Environment Policies enable you to define and enforce compliance requirements for artifact deployments across
different environments. With Environment Policies, you can:
- Define specific requirements for each environment (e.g, dev, staging, prod)
- Enforce consistent compliance standards across your deployment pipeline
- Prevent non-compliant artifacts from being deployed (via admission controllers)
Policies are written in YAML and are immutable (updating a policy creates a new version). They can be attached to
one or more environments, and an environment can have one or more policies attached to it.
Create a Policy
You can create a policy via CLI or via the API. Here is a basic policy that requires provenance and specific
attestations:
_schema: https://kosli.mintlify.app/schemas/policy/v1
artifacts: # the rules apply to artifacts in an environment snapshot
provenance:
required: true # all artifacts must have provenance
attestations:
- name: dependency-scan # all artifacts must have dependency-scan attestation
type: "*" # any attestation type
- name: unit-test # all artifacts must have unit-test attestation
type: junit # must be a 'junit' attestation type
kosli create policy prod-requirements prod-policy.yaml
kosli get policy prod-requirements
Once you create a policy, you will be able to see it in the UI under policies in the left navigation menu.
Policy rules
A policy consists of rules which are applied to artifacts in an environment snapshot.
Provenance
When provenance is set to required: true, the artifact must be part of a Kosli Flow (i.e., it must have
provenance information).
artifacts:
provenance:
required: true
Trail compliance
When trail-compliance is set to required: true, the artifact must be part of a compliant Trail in its Flow.
artifacts:
trail-compliance:
required: true
Specific attestations
artifacts:
attestations:
- name: "*" # attestation name can be anything
type: pull-request
- name: acceptance-test
type: "*" # attestation type can be any built-in or existing custom type
- name: security-scan
type: snyk
- name: coverage-metrics
type: custom:my-coverage-metrics # custom attestation type
Exceptions
You can add exceptions to policy rules using policy expressions.

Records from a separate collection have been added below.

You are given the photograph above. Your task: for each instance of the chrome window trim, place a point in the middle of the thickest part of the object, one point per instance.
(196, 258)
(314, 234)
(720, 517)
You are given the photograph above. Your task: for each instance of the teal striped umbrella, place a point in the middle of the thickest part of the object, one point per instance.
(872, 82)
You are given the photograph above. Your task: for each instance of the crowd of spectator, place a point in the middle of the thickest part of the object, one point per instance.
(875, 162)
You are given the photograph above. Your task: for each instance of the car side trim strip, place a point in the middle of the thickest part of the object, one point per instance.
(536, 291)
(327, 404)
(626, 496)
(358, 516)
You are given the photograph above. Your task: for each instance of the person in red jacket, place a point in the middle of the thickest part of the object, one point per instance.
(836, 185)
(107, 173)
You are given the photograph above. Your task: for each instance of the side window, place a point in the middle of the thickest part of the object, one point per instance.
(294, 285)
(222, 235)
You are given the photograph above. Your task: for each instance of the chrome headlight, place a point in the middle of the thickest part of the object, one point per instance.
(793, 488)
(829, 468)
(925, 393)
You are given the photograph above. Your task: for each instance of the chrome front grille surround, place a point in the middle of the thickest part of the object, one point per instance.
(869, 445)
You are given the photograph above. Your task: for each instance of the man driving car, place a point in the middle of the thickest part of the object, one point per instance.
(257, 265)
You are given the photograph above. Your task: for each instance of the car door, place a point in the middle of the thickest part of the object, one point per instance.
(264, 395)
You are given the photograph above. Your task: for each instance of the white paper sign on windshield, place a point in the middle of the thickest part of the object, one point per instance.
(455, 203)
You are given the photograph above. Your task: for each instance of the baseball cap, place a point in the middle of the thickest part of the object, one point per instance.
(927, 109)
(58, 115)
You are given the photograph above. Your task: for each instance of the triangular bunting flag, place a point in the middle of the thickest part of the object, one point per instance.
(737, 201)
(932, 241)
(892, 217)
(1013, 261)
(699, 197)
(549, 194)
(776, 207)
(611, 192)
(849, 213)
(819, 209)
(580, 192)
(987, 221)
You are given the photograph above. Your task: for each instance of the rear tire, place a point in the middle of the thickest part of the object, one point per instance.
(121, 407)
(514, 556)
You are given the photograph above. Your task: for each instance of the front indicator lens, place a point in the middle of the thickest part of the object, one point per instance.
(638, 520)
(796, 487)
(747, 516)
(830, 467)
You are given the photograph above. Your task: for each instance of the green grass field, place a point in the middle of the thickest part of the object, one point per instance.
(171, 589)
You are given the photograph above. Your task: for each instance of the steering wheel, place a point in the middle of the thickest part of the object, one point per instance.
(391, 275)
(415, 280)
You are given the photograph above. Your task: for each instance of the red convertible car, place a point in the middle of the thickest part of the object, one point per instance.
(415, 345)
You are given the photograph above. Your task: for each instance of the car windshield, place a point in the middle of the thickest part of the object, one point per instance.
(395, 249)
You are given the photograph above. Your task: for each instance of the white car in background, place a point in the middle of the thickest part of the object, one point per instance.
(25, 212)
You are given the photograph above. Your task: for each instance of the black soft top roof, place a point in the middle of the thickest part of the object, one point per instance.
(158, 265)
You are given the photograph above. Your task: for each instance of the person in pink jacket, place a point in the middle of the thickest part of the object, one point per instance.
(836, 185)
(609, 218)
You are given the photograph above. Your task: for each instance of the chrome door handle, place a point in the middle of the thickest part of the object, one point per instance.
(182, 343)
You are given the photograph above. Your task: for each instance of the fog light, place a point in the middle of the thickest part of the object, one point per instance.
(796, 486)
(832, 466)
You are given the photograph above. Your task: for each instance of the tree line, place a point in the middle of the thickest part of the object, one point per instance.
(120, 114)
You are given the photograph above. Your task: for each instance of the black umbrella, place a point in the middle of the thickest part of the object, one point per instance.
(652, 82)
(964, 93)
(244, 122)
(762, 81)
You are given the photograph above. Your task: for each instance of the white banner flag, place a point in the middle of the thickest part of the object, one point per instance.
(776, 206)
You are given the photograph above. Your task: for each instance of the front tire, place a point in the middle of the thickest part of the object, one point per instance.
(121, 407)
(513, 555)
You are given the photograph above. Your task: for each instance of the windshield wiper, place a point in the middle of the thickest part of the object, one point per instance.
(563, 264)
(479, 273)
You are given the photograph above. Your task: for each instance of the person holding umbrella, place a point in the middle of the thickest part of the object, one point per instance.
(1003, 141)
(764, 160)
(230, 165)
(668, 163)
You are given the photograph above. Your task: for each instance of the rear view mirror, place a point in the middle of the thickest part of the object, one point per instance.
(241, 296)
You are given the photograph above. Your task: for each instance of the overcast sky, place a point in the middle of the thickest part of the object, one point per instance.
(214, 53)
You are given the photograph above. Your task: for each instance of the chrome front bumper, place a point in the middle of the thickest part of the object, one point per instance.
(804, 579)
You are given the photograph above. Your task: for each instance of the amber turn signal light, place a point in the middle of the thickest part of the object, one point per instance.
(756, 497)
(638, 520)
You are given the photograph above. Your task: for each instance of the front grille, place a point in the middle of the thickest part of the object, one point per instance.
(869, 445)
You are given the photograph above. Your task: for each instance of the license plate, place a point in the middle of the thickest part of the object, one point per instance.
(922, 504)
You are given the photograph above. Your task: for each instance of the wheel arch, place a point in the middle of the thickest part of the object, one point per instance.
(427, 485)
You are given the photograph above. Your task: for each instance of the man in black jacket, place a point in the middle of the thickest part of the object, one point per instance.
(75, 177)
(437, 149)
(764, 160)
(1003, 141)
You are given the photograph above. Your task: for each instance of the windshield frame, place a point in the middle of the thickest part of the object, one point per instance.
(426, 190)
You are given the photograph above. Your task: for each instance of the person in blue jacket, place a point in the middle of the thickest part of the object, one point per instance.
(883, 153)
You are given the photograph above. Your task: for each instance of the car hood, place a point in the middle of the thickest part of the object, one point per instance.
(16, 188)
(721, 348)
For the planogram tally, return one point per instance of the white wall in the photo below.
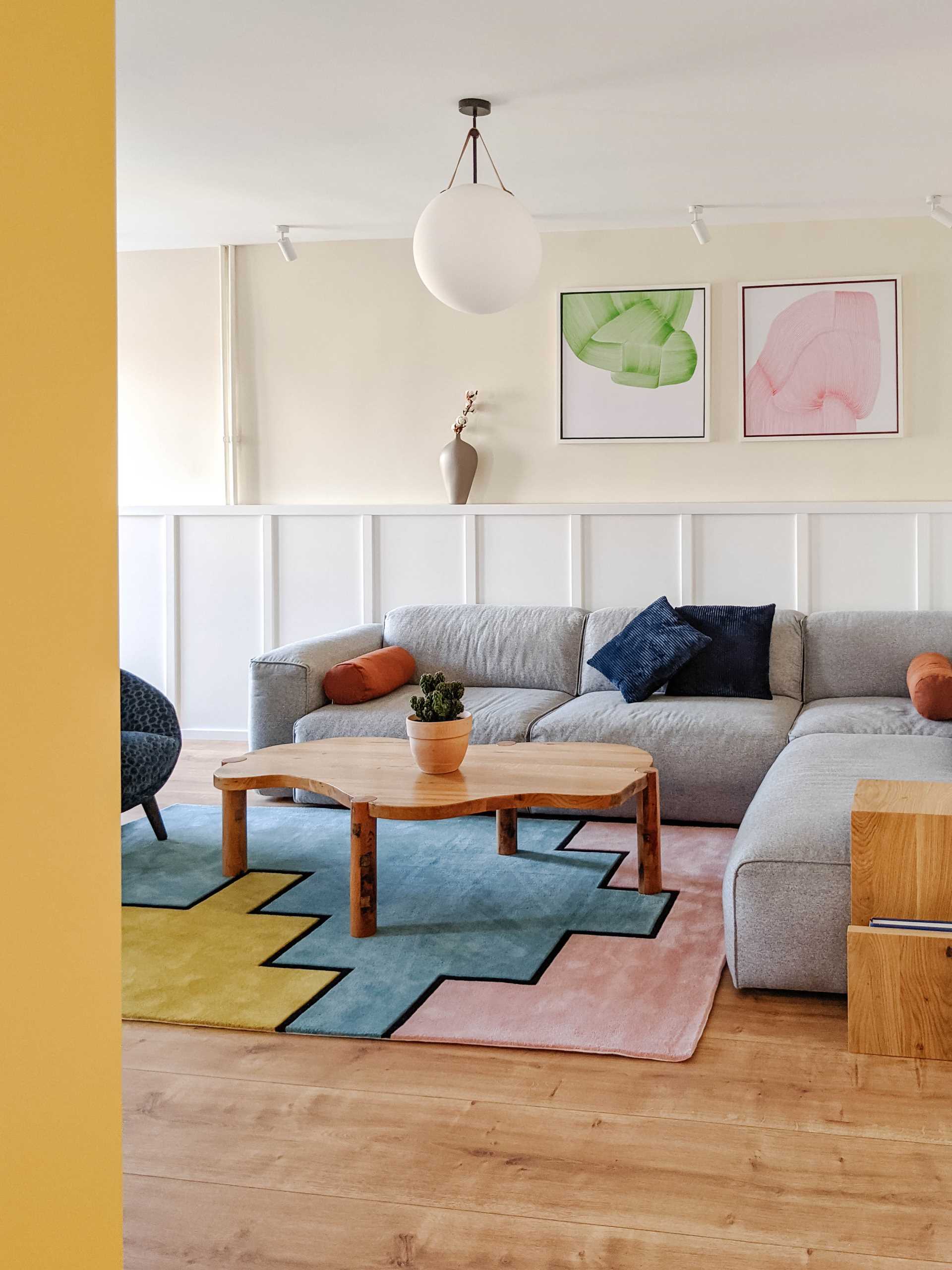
(171, 422)
(206, 590)
(351, 374)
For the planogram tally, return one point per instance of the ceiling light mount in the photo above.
(939, 214)
(701, 232)
(475, 246)
(475, 106)
(287, 248)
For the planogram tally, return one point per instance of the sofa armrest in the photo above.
(287, 683)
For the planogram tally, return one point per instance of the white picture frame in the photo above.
(752, 336)
(570, 436)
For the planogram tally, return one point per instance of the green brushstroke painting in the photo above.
(638, 336)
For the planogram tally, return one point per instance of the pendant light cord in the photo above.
(475, 136)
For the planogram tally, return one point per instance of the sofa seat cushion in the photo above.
(883, 717)
(711, 752)
(786, 890)
(498, 714)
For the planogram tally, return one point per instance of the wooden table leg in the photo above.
(508, 831)
(363, 870)
(649, 812)
(234, 832)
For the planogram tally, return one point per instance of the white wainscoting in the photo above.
(206, 588)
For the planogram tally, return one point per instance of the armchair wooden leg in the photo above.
(155, 818)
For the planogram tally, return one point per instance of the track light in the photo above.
(701, 232)
(939, 214)
(287, 247)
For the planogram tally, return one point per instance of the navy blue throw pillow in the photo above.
(737, 661)
(649, 651)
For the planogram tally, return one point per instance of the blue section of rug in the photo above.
(448, 905)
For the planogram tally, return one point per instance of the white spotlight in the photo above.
(701, 232)
(287, 247)
(939, 214)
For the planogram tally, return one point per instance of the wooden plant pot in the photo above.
(440, 747)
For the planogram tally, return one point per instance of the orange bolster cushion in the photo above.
(930, 680)
(373, 675)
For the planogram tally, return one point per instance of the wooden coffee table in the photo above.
(377, 779)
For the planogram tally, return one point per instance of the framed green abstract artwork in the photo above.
(634, 365)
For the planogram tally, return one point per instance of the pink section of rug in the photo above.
(603, 994)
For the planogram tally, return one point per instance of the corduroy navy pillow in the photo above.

_schema: https://kosli.mintlify.app/schemas/policy/v1
artifacts:
provenance:
required: true
exceptions:
# provenance is required except when one of the expressions evaluates to true
- if: ${{ matches(artifact.name, "^datadog:.*") }}
trail-compliance:
required: true
exceptions:
- if: ${{ matches(artifact.name, "^datadog:.*") }}
attestations:
- if: ${{ flow.tags.risk-level == "high" }} # only required when expression is true
name: unit-tests
type: junit
Attaching/Detaching Policies to/from Environments
Once you define your policies, you can attach them to environments via CLI or API:
kosli attach-policy prod-requirements --environment=aws-production
kosli detach-policy prod-requirements --environment=aws-production
If you detach all attached policies from an environment, the environment compliance state will become Unknown since there are no longer any defined requirements for artifacts running in it. The environment will continue to
track snapshots, but its compliance cannot be evaluated without policies.
Enforcing policies
Once policies are attached to environments, you can enforce them as deployment gates in your CI/CD pipeline, via the API, or with a Kubernetes admission controller. See Enforce policies for setup instructions.